Fix: In escalate(): target_user_ids=target_ids or None (falls back to default recipients) plus a warning log when empty; add the deleted_at filter. Longer-term: give _resolve_recipients a roles parameter so callers stop hand-rolling recipient queries.

---

Cleanups (optional, do alongside adjacent fixes)
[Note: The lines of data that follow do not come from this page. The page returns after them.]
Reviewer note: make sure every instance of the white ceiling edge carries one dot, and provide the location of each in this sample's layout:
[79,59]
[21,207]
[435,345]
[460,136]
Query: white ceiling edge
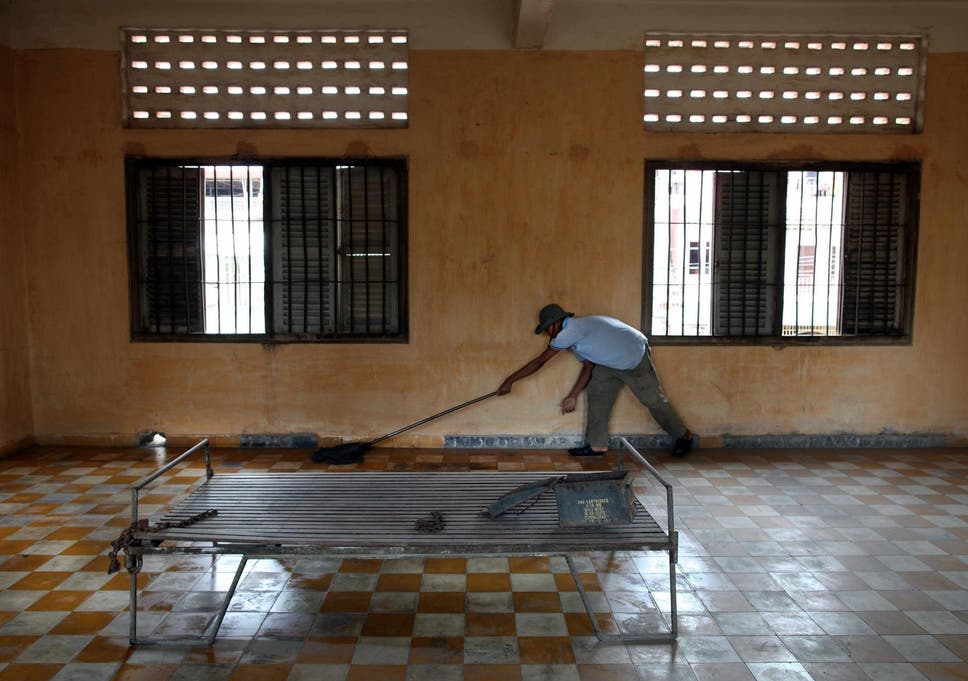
[483,24]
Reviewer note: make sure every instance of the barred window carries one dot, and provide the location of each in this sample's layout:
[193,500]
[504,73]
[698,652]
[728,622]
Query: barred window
[273,251]
[799,251]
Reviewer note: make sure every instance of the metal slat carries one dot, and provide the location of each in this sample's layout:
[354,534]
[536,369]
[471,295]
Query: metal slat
[377,511]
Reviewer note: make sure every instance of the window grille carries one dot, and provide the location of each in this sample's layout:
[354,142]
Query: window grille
[274,251]
[784,83]
[818,251]
[180,78]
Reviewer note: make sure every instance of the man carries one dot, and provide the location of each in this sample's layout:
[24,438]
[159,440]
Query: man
[612,353]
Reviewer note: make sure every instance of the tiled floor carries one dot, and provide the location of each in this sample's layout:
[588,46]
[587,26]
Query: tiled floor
[796,564]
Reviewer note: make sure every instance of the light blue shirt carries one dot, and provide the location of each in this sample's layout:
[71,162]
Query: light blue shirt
[602,340]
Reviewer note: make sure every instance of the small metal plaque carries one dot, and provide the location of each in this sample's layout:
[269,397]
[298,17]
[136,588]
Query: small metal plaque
[595,502]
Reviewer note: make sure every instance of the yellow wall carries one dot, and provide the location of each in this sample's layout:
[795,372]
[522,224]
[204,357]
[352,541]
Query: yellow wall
[16,427]
[526,176]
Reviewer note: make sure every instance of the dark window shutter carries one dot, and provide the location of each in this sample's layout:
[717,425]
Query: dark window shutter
[369,250]
[304,268]
[169,232]
[745,271]
[877,215]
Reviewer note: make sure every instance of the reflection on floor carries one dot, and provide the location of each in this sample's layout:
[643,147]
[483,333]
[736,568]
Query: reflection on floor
[794,564]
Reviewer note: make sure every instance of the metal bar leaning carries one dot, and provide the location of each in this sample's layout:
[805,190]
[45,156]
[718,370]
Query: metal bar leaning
[132,562]
[673,549]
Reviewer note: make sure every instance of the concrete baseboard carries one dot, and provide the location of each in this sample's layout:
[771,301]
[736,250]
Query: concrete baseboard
[778,441]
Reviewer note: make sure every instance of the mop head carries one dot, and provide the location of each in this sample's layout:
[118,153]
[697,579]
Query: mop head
[341,455]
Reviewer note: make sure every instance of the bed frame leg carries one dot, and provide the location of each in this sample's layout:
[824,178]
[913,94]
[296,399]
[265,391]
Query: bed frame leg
[228,599]
[627,638]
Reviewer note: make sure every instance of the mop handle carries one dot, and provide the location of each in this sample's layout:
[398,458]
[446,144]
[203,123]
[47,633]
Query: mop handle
[431,418]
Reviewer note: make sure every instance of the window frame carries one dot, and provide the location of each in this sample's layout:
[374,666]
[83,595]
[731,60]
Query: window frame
[776,339]
[135,164]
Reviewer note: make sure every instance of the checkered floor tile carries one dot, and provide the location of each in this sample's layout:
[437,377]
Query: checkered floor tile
[794,564]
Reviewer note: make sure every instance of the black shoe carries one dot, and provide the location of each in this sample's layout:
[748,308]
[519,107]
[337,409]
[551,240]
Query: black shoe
[682,446]
[584,450]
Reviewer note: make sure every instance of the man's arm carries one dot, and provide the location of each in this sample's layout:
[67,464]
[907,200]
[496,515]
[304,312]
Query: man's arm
[568,404]
[527,370]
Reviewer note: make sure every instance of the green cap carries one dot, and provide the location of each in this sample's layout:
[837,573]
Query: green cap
[549,315]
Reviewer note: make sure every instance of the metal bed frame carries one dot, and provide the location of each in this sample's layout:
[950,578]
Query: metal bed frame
[373,515]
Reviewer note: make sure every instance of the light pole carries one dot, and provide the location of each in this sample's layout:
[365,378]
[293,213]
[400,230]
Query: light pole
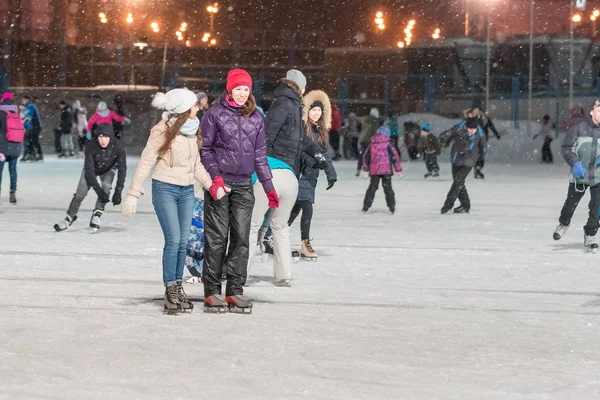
[212,10]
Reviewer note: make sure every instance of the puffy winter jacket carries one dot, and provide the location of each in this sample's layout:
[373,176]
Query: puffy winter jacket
[286,138]
[9,149]
[99,160]
[180,165]
[466,149]
[233,146]
[582,144]
[381,158]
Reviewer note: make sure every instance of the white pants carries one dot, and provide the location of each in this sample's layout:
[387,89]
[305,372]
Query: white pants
[286,186]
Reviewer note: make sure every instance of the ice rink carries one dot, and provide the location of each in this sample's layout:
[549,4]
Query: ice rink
[416,305]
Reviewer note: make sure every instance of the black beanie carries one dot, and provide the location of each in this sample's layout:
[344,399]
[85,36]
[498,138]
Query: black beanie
[473,123]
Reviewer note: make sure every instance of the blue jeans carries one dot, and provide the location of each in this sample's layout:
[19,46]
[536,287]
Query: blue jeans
[12,170]
[174,206]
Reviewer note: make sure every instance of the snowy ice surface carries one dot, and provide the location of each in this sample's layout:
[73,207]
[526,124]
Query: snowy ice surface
[411,306]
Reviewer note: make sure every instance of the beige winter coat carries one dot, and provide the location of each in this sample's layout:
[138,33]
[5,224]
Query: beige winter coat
[180,165]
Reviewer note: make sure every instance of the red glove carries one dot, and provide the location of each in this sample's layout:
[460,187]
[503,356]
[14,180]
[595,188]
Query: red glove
[218,189]
[273,199]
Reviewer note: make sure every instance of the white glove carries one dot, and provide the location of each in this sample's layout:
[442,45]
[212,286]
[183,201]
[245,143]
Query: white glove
[129,206]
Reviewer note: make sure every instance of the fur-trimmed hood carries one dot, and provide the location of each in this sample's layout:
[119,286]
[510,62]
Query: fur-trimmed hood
[310,98]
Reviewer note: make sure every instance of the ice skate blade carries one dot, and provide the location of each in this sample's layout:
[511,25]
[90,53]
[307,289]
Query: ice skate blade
[215,310]
[238,310]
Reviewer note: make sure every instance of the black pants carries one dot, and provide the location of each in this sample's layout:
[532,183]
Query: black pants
[227,218]
[363,148]
[547,151]
[306,207]
[334,141]
[573,198]
[458,188]
[431,162]
[386,182]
• L1Dashboard.tsx:47-110 — handleStart / useSuggestedFlow / buildNew are three near-identical intake calls; collapse to one runIntake(opts) switching on response.outcome (this also prevents Finding-4-class drift).
• backend/app/schemas/l1.py — IntakeRequest.flow_id is dead unless Finding 4 revives it; NextNodeRequest.acknowledged is sent by the frontend but never read by the backend (advance infers ack from answer is None) — wire it or drop it. IntakeResponse lost its per-outcome guarantees (all fields Optional, ticket_kind no longer Literal["psa","internal"]); add a model_validator(mode="after") requiring session_id/ticket_id when outcome is matched/build, and add a session_id null-guard before navigate() in handleStart (L1Dashboard.tsx:58-59 — currently navigates to /l1/walk/undefined on a regression).
• backend/app/services/match_or_build.py:55 — unused positional ticket_ref param (only caller passes ""); delete it. Also note classify() is a second bespoke LLM intake classifier alongside flowpilot_engine._classify_intake; l1.py passes problem_domain=None to matching, losing the domain signal the existing classifier provides — consider unifying in Phase 2B.
• backend/app/services/l1_category_service.py:17 + models/account.py:75-81 — DEFAULT_L1_CATEGORIES duplicated as a hand-escaped JSON server_default; derive one from the other (migration copy stays frozen).
• frontend/src/pages/account/L1CategoriesPage.tsx — local prettify() duplicates humanizeFeatureKey (UpgradePrompt.tsx:62); page skips shared PageHeader/Spinner used by sibling settings pages.
• Missing index for GET /l1/escalations (l1.py:338): consider CREATE INDEX ... ON l1_walk_sessions (account_id, last_step_at DESC) WHERE status = 'escalated'.
• backend/tests/test_l1_session_service.py — the escalation_reason_category == "no_kb_content" assertion was deleted from test_escalate_without_walk_writes_audit_log, weakening audit coverage; restore it.
• Per-step walked_path rewrite is O(n²) cumulative bytes (session.walked_path = [*session.walked_path, entry]); bounded by MAX_DEPTH=12 so fine today — note for Phase 2B if depth grows.

---

Suggested execution order

1. Finding 1 (node ids) — unblocks everything; add the contract test.
2. Finding 6 (FK/constraint) — new migration; do early so it ships in the same release.
3. Findings 2 + 3 together (mount section, fix field names/meta filter, ProposalDetail L1 block + null-guard the /pilot link).
4. Finding 4 (intake honors flow_id; suggest card passes it).
5. Finding 5 (decide adhoc: restore option (a) recommended, or fix copy + DECISIONS.md).
6. Finding 7 (align all three permission layers).
7. Findings 8 + 9 via the root fix: add category/problem_text (+ optionally pending_node) columns, delete the meta-entry convention, strip-meta fixes become moot.
8. Finding 10 (one-line guard + deleted_at filter).
9. Cleanups opportunistically alongside the file they touch.

After fixes: run the 11 Phase 2A backend test files together (authoritative gate per HANDOFF — do NOT trust a full local serial pytest tests/; use --override-ini="addopts="), frontend tsc -b + lint + build, and migration downgrade/upgrade roundtrip. Update .ai/HANDOFF.md to correct the Task 16/17 record.